Many archives also have specific article formatting and deposit requirements to ensure that they can properly process content. In the past, we’ve written about how indexes must ingest conent in machine-readable formats in order to parse it, and archives are much the same. Most archives require journal publishers to deposit machine-readable, front-matter XML metadata files into them. Front-matter XML files contain the front matter of the article-but do not include the article’s actual body text.
For example, Portico’s journal submission guidelines state that PDF renditions of articles must be accompanied by metadata files, preferably in machine-readable XML. Metadata files submitted to Portico must include all front-matter article information including, journal title, ISSN, article ID or Digital Object Identifier, and a copyright statement. There are also some archives that require full-text machine-readable XML article file deposits, such as PMC. Full-text XML article files contain the complete article text in machine-readable language along with front-matter metadata.

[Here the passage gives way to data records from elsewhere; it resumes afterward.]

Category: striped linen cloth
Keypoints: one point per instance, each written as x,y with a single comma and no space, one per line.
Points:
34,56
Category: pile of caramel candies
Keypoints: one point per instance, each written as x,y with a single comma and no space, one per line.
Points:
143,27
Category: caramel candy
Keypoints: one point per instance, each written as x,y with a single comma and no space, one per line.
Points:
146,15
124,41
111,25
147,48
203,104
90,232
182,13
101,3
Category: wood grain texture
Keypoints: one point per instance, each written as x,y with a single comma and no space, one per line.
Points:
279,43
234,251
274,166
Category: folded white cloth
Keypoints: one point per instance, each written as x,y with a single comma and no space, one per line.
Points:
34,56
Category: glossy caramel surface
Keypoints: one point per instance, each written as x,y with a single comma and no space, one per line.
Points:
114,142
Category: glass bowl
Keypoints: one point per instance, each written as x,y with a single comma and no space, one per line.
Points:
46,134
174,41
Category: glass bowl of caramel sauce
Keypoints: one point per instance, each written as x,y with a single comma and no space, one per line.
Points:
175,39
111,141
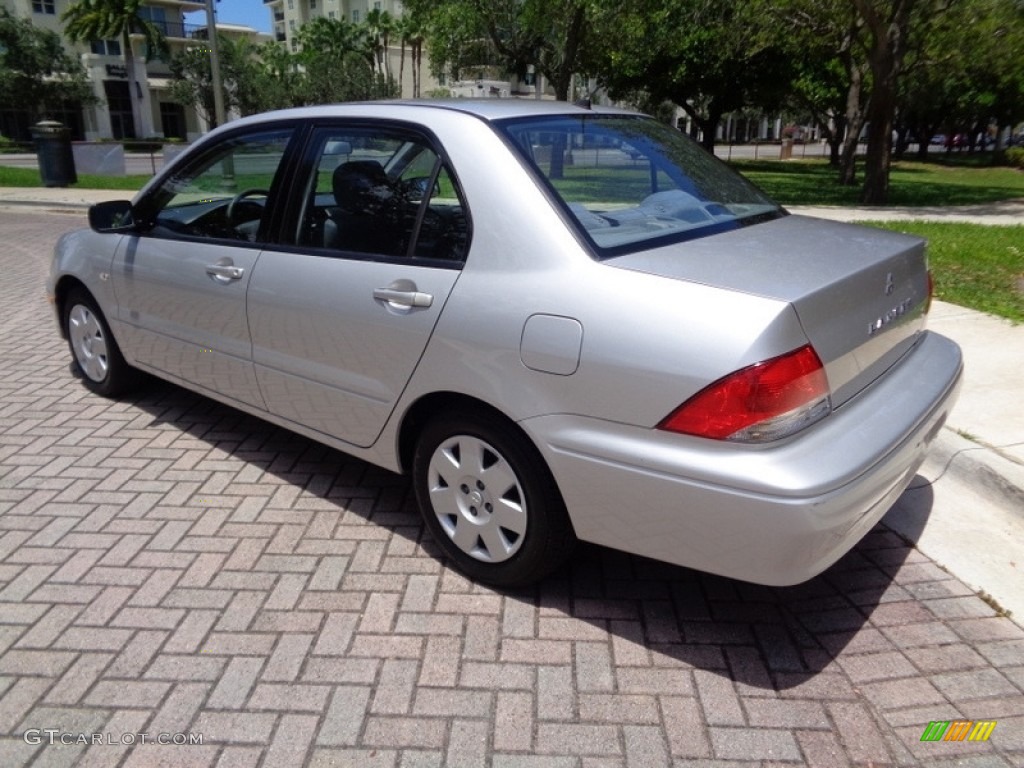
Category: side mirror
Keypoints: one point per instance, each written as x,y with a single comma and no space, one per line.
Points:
112,216
419,187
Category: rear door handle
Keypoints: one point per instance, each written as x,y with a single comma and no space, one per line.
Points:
403,298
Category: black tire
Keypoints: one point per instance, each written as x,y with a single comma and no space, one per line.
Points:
489,501
94,351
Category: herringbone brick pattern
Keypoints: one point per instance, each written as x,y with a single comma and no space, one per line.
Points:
171,566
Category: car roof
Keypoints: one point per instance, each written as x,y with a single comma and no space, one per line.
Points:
484,109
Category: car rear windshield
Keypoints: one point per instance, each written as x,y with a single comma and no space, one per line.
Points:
631,182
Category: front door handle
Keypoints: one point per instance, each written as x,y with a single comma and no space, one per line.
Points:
403,295
223,272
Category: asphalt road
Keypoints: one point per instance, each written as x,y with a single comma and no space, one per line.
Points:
171,566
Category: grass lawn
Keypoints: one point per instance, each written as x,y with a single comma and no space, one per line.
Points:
30,177
910,183
974,265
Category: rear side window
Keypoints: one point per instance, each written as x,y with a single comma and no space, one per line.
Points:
381,194
632,182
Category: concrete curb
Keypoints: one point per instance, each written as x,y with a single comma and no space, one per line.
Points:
997,478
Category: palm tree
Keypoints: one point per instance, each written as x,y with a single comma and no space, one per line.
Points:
379,26
401,27
415,35
86,20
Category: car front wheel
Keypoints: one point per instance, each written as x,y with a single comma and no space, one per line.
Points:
489,501
96,354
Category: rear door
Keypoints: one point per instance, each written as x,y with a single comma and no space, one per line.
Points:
181,283
341,311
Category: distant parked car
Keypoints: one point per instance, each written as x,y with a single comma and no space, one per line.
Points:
630,345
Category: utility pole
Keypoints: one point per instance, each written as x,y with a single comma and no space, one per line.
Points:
218,89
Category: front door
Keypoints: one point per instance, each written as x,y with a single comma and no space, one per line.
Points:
181,284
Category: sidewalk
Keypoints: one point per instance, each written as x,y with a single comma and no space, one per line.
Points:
980,451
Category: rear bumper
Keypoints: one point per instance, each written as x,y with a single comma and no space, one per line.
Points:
774,515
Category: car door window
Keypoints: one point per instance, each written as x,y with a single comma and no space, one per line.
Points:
222,194
383,195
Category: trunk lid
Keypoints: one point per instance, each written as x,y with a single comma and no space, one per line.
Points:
860,293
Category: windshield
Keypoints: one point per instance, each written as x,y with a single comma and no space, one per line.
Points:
631,182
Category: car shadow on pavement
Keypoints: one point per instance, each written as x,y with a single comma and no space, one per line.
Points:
651,614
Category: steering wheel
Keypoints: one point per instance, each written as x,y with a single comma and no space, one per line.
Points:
232,206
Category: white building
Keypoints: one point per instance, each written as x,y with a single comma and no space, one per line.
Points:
103,60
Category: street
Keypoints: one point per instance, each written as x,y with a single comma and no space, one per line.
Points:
171,566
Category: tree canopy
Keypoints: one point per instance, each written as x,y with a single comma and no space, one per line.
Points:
35,72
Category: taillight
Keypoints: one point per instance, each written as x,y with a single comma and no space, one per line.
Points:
762,402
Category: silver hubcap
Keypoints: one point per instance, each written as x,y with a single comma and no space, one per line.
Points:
477,499
88,342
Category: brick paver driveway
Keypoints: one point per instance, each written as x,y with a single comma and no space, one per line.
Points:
171,566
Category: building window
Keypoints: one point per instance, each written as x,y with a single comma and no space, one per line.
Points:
105,47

Producing XML article files is on the more technical side, but today software can automate much of the process. For example, at Scholastica, we produce front-matter machine-readable XML files in the JATS standard for all journals that use our open access publishing platform and full-text JATS XML files for all journals that use our typesetting service. These files are ready to be ingested by most major archives, so journals using Scholastica don’t have to worry about formatting files.

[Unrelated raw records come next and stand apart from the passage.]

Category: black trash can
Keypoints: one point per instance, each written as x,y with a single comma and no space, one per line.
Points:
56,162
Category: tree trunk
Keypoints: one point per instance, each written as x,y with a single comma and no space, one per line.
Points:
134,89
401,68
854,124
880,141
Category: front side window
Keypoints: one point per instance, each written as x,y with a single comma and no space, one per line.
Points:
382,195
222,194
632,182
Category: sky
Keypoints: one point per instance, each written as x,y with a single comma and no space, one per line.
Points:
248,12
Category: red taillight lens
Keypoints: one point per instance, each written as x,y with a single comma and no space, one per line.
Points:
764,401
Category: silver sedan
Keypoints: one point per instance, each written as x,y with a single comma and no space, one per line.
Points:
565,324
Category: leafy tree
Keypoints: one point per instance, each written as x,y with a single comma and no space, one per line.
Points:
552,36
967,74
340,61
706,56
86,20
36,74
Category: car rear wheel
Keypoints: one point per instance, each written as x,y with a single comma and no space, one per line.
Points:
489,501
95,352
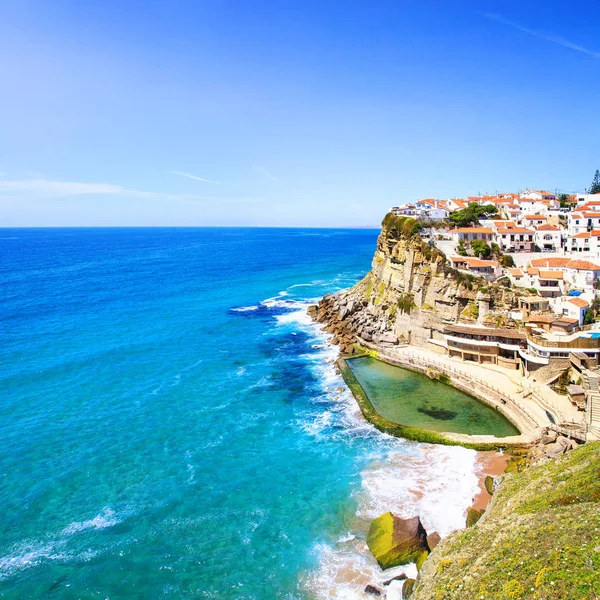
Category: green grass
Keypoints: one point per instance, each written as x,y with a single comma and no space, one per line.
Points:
539,540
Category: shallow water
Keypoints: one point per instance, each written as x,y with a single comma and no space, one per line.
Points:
413,399
173,426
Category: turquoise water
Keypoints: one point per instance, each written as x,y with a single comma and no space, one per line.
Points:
413,399
172,426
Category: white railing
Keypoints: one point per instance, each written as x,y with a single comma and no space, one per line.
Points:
416,359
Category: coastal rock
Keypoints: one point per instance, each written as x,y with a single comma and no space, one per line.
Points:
408,587
549,437
433,539
473,515
559,447
371,589
394,541
400,577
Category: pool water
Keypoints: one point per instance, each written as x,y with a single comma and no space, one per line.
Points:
414,400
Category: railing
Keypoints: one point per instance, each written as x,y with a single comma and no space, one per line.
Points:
579,342
413,358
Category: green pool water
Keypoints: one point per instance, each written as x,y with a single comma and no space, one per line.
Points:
412,399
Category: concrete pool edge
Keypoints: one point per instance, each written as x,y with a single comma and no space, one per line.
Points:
527,437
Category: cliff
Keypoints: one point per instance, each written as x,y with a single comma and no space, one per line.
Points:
539,538
410,293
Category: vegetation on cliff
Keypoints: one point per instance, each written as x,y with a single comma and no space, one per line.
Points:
539,539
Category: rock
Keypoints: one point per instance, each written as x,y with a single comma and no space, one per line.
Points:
433,539
400,577
386,338
394,541
473,515
549,437
559,447
371,589
408,587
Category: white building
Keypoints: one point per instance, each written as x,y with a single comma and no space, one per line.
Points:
548,238
537,195
489,269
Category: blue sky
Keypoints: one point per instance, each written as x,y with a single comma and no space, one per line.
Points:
307,113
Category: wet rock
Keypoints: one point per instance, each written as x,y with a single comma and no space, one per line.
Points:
371,589
433,539
549,437
408,587
394,541
473,515
400,577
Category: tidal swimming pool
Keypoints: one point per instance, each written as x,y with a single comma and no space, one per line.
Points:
413,399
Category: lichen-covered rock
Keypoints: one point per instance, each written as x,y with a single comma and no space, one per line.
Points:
371,589
473,515
408,587
394,541
433,539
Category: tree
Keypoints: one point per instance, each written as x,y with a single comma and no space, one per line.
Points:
595,187
472,214
481,249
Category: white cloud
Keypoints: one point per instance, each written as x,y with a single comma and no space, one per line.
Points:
44,187
193,177
550,37
266,173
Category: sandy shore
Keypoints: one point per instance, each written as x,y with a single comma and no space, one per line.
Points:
493,464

When publishers are ready to deposit XML files into archives they can usually do so in one of two ways: either uploading article files in batches (usually via an FTP server) or setting up automatic article deposits via an API content deposit feed. API stands for “Application Programming Interface” and is essentially a channel that different software applications can use to communicate with each other.
At Scholastica, we’re also working to help make deposits to major archives easier for our journal users. If you use Scholastica’s open access publishing platform and you have a Portico account, you can set up automatic article deposits to Portico. To integrate your journal with Portico, just click “Manage Integrations” on your Publishing Settings page > select the Portico integration > and enter your Portico login credentials. We’ll be introducing additional archive integrations in the near future—so stay tuned!
Many research funders and academic institutions now encourage or require authors to archive their articles. As a result, authors will want to know about your journals’ archiving policies both in terms of what archiving steps your journals are taking and what steps they can take as an author to preserve their research. You should include information on how you archive articles as well as a self-archiving policy for authors on the For Authors page of each of the journals you publish. Even for journals that publish under a CC BY 4.0 license, it’s best to provide authors with an explicit self-archiving policy.
You should also register a copyright policy and self-archiving policy for all of your journals via the SHERPA RoMEO publisher copyright policies and self-archiving database. Researchers use this database to check publisher and journal policies. SHERPA RoMEO is constantly being updated with suggestions from its users, based on publisher’s copyright transfer agreements, open access policies, and other publisher documents available online. So before registering an archiving policy in SHERPA RoMEO, it’s a good idea to check to see if you are already listed in the database by doing a quick search for your publisher name.
If you’re not yet included in SHERPA RoMEO, you can request to have a Publisher listing and Publisher Policy added to the database. Just click “Suggest“ in the top navigation and complete the appropriate form.
Archiving is becoming a core function of journal publishers, particularly those producing online-only open access content. The advent of digital publishing made journal articles more accessible than ever before, but it also made them somewhat less permanent. It’s up to publishers and authors to take steps to back up digital content to ensure that research outputs will remain available in the long term. And, with added discovery benefits, archiving can even help expand your journal impacts.